If only I was married.

If only my husband had another job.

If only I didn’t give birth to a baby six months ago.

If only I didn’t just get accepted to college.

If only I didn’t have such difficult pregnancies.

If only I wasn’t in this lousy marriage.

If only I wasn’t forty-two.

If only my boyfriend wasn’t on drugs.

If only I wasn’t on drugs.

If only . . .

I bore witness to each woman’s knowledge of holding the power to decide whether or not to allow the life within her to come to term.

The act of abortion positions women at their most powerful, and that is why it is so strongly opposed by many in society. Historically viewed as and conditioned to be passive, dependent creatures, victims of biological circumstance, women often find it difficult to embrace this power over life and death. They fall prey to the assumption, the myth, that they cannot be trusted with it.

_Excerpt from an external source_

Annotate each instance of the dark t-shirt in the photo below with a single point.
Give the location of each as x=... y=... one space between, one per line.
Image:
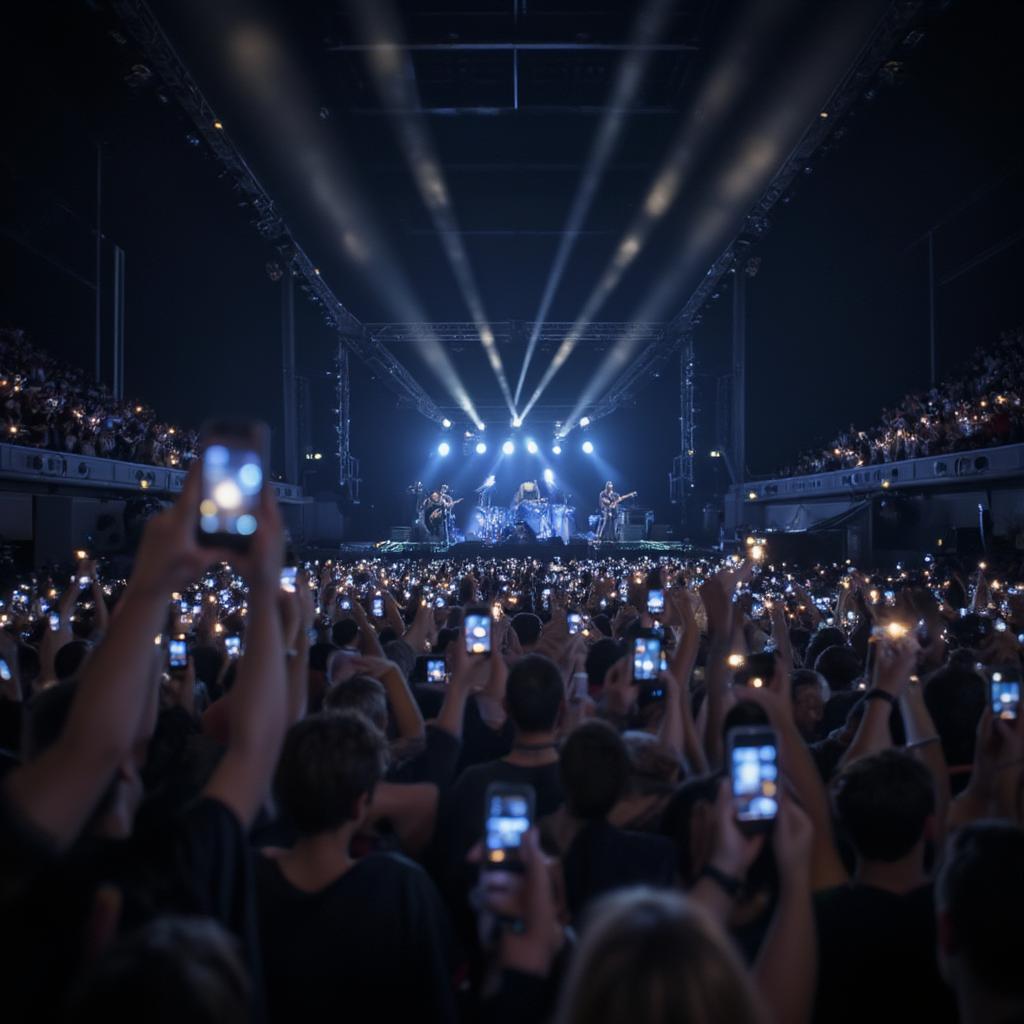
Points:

Many women came into the counseling room and said, “I’m not like all those other girls in the waiting room; they don’t seem upset about it at all; I don’t take it as lightly as they do.” Or, “I never thought it would happen to me, I never really believed in abortion.” They felt guilty about not wanting to be mothers yet, about getting pregnant even when their birth control was what failed them, guilty about not insisting that their men put on condoms—or that they neglected to put in their diaphragms. And sometimes they felt guilty about not feeling guilty. Theirs was a pervasive sense of sin, if not in the biblical sense, then in the personal one of not living up to their own self-image. They felt they should have known better.

But they found a kind of redemption at the clinic, facilitated by counselors and staff who did not devalue, but supported them. Redemption in the form of rescue from an unwanted and unplanned pregnancy, and everything that meant. Redemption in the form of demystification, neutralization, and acceptance.